Кочет вскочил с кровати, расплескав кофе, а кот с воем опрометью кинулся у него из-под ног. Исполнитель меня было хвать, да я шустро вывернулась, за печку юркнула. А по пути сгребла в горсть расходные ведомости, что у него лежали на столе, и конфорку с плиты прихватом подняла. И бумажки эти над огнем держу.
— Вы бы отошли подальше, — говорю, — коли эти бумаги для вас какую-то ценность держат.
Он отвечает:
— Сейчас же положь бумаги на стол.
А я ему:
— Не положу, если не отойдете.
Ну он и отошел на шаг-другой.
— Маловато будет, — говорю. — На кровать садитесь.
Тут Ли за полог сунулся, а Кочет сел на раму этой кровати своей. Я конфорку задвинула обратно и бумаги его на стол положила.
— А ты иди за лавкой смотри, — рявкнул Кочет китайцу. — Тут все хорошо. Мы с сестренкой вот снадобье варим.
Я говорю:
— Ладно, ваше слово какое будет? А то я спешу.
А он мне:
— Я не могу из города уехать, пока все ведомости не заполню. И пока их у меня не примут.
Я тогда села за стол и больше часа ему эти ведомости заполняла. Ничего трудного в них не было, только пришлось стереть почти все, что он в них понаписал. Формуляры были разлинованы на ячею под пункты и цифры, но почерк у Кочета был такой крупный и корявый, что строки не только занимали собой все квадраты, но и сползали вверх и вниз, туда, где им быть не полагалось. Как следствие, записанные пункты не всегда совпадали с денежными суммами.
Записки, нацарапанные на клочках бумаги, без дат по преимуществу, он называл «ручательствами». Например, там могло значиться: «Пайки для Сесила $1,25» или «Важные слова с Рыжим 0,65 цнт.».
— С каким еще Рыжим? — поинтересовалась я. — Не станут они за такое платить.
— Это Компанейский Рыжий, — объяснил Кочет. — Он раньше шпалы клал на «Кати».
[40] Ты все равно запиши. Может, и оплатят хоть немного.
— Когда это было? За что? Как можно платить шестьдесят пять центов за важные слова?
— Должно быть, еще летом. Его с августа не видали, когда он нам дал наколку на Неда.
— И вы за это ему заплатили?
— Не, ему Шмидт заплатил. А я, наверно, патронов ему дал. Я много патронов раздаю. Всего и не упомнишь.
— Я помечу пятнадцатым августа.
— Так не годится. Напиши: семнадцатое октября. В этой пачке все должно идти после первого октября. То, что раньше было, не оплатят. Поэтому все старые мы задним числом поставим.
— Вы ж сами сказали, что с августа его не видели.

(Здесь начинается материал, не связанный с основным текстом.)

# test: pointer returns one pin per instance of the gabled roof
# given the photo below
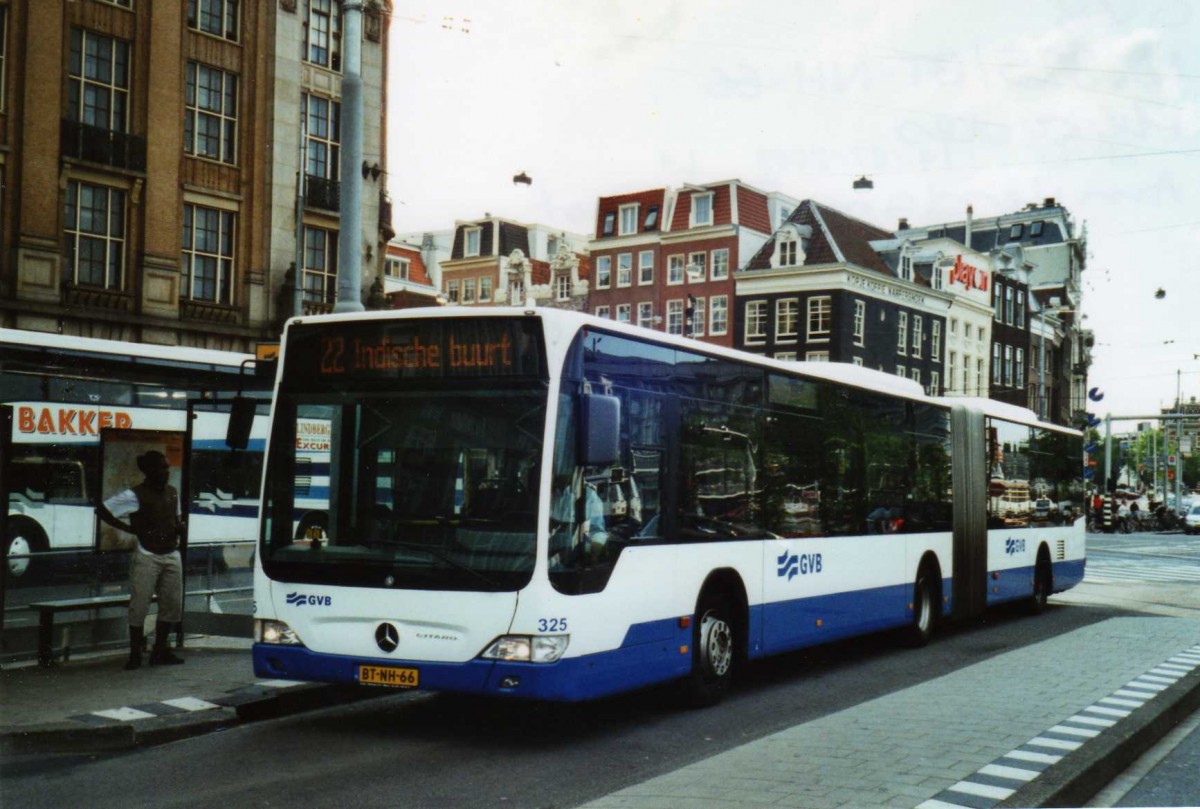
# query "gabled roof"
(645, 202)
(837, 239)
(417, 270)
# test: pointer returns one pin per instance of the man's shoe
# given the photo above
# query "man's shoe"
(163, 658)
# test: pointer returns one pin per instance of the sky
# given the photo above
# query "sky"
(941, 103)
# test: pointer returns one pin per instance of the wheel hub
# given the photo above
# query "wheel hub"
(715, 645)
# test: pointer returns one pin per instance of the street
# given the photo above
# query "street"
(443, 750)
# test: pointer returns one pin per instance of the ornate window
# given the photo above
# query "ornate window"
(323, 34)
(94, 225)
(646, 267)
(720, 264)
(675, 317)
(628, 220)
(319, 276)
(701, 209)
(787, 317)
(323, 136)
(718, 315)
(604, 271)
(210, 121)
(99, 88)
(756, 322)
(215, 17)
(208, 270)
(820, 317)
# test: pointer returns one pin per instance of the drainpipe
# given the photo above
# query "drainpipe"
(349, 246)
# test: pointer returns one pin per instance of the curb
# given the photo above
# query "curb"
(1086, 771)
(249, 705)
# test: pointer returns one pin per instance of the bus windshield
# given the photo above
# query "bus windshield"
(393, 477)
(415, 490)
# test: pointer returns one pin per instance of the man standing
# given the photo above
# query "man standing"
(154, 517)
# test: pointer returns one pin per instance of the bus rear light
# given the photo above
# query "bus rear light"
(527, 648)
(275, 633)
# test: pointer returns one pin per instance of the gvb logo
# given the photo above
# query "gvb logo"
(301, 599)
(792, 564)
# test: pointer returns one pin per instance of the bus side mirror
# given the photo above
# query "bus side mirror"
(241, 419)
(599, 430)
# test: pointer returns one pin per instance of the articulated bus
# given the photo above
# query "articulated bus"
(64, 391)
(537, 503)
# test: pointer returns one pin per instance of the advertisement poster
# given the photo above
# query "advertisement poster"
(119, 451)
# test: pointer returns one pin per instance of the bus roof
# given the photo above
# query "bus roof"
(839, 372)
(120, 349)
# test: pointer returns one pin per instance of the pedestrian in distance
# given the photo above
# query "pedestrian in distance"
(156, 568)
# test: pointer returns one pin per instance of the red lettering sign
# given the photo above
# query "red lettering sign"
(971, 277)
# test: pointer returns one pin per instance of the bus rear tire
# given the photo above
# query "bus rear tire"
(713, 647)
(1043, 583)
(924, 609)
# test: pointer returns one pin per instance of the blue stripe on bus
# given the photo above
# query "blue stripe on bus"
(234, 510)
(652, 652)
(1018, 582)
(253, 445)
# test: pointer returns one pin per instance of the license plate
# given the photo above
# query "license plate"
(389, 676)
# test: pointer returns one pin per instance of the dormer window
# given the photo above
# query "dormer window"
(628, 220)
(787, 253)
(789, 246)
(701, 209)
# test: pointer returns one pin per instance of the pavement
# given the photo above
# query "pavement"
(1048, 724)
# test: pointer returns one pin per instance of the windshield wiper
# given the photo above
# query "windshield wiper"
(442, 557)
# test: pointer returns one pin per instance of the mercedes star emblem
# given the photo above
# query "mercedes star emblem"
(387, 637)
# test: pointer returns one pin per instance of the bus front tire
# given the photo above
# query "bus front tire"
(924, 609)
(713, 652)
(1043, 583)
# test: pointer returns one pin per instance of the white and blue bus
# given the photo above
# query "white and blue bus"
(543, 504)
(64, 391)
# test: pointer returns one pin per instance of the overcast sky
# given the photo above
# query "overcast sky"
(942, 103)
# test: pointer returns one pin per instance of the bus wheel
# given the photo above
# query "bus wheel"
(712, 652)
(24, 538)
(924, 610)
(1043, 582)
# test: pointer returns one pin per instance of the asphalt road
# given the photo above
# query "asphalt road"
(443, 750)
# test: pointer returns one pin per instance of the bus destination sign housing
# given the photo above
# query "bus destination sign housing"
(414, 349)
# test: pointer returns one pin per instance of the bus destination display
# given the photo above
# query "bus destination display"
(487, 347)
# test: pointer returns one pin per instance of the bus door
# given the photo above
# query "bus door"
(223, 473)
(970, 474)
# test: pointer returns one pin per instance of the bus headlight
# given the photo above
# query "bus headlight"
(275, 633)
(527, 648)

— Ну давай поменяем имя на «Хряк Сэттерфилд» и напишем «семнадцатое октября». Хряк нам помогает в делах с вырубкой, ярыжки эти уже привыкли к его имени.
— Его так Хряком и окрестили?
— По-другому его никто и не зовет.
Я и дальше выжимала из него подходящие даты и нужные факты, чтобы придать весу заявкам. Моей работой он остался очень доволен. Когда я закончила, Кочет полюбовался ведомостями и сказал:
— Глянь, какие чистенькие. Поттер так никогда не умел. Примут с лету, что угодно готов поставить.

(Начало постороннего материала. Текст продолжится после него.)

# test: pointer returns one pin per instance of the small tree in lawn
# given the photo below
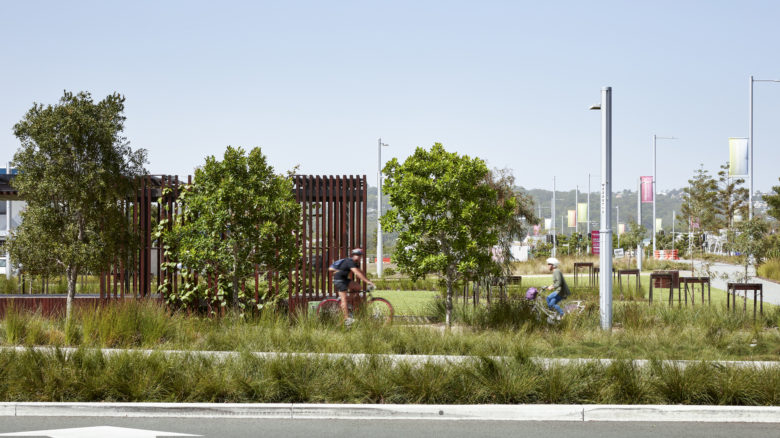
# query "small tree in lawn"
(749, 240)
(237, 214)
(75, 169)
(447, 214)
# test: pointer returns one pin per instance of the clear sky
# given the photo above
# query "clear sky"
(316, 83)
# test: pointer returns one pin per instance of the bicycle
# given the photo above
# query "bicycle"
(377, 309)
(541, 309)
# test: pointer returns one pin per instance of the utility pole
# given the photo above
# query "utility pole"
(379, 256)
(605, 233)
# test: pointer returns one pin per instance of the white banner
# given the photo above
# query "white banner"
(738, 157)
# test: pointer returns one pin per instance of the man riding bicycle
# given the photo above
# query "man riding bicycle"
(341, 281)
(559, 287)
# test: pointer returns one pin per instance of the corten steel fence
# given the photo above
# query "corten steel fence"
(333, 221)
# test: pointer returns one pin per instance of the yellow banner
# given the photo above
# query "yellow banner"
(738, 157)
(582, 212)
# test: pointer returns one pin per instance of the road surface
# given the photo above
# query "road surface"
(228, 428)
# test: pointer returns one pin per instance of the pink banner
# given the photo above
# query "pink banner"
(647, 188)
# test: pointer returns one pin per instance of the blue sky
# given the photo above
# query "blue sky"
(315, 83)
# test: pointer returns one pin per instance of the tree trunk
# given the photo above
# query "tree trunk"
(72, 274)
(235, 282)
(448, 303)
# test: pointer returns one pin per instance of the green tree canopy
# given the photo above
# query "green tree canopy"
(75, 169)
(699, 200)
(237, 214)
(449, 213)
(732, 198)
(773, 200)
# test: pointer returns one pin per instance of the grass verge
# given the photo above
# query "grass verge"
(131, 377)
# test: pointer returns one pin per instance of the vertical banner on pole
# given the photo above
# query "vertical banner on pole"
(582, 212)
(647, 189)
(738, 157)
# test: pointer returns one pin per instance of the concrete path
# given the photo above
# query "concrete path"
(732, 272)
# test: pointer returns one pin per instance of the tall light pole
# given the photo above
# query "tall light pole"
(379, 208)
(605, 233)
(655, 138)
(750, 141)
(552, 219)
(639, 223)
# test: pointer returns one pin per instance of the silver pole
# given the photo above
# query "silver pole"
(605, 234)
(8, 213)
(617, 222)
(639, 223)
(379, 256)
(654, 175)
(552, 218)
(750, 151)
(590, 250)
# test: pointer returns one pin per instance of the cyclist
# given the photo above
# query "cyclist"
(341, 281)
(559, 287)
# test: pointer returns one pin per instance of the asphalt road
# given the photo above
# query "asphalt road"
(224, 428)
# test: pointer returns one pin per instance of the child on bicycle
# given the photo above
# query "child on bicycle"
(341, 281)
(559, 287)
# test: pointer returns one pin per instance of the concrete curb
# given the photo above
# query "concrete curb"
(412, 359)
(604, 413)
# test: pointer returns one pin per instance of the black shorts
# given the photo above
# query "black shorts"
(341, 285)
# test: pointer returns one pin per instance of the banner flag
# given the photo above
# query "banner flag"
(738, 157)
(647, 189)
(582, 212)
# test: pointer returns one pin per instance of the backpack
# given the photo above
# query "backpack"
(336, 266)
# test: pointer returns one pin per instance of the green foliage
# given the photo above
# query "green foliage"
(773, 201)
(236, 215)
(91, 376)
(699, 200)
(75, 169)
(449, 214)
(748, 239)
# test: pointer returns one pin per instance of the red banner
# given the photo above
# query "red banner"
(647, 188)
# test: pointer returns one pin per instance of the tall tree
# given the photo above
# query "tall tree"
(732, 197)
(699, 200)
(75, 169)
(237, 214)
(773, 200)
(447, 214)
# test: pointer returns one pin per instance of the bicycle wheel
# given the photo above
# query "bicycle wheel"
(329, 310)
(380, 310)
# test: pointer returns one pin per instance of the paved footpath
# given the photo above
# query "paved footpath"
(771, 289)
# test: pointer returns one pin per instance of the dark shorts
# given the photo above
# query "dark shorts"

Еще я написала короткий договор касаемо дела между нами и заставила Кочета подписать. Дала ему двадцать пять долларов и сказала, что отдам еще двадцать пять, когда мы отправимся. А остаток в пятьдесят долларов будет ему выплачем по успешном завершении работы.
Я сказала:
— Этот задаток покроет наши с вами общие расходы. Я рассчитываю, что вы соберете нам провиант и зерно лошадям.
— Постель ты берешь свою, — говорит он.
— У меня есть одеяла и хорошая клеенчатая накидка от дождя, — отвечаю. — К выезду я буду готова днем, когда раздобуду себе лошадь.
— Нет, — говорит Кочет. — Я буду занят в суде. Мне там надо кое-что уладить. Выехать можем завтра с первым светом. Переправимся паромом — мне еще нужно будет заехать к осведомителю на земле чероки.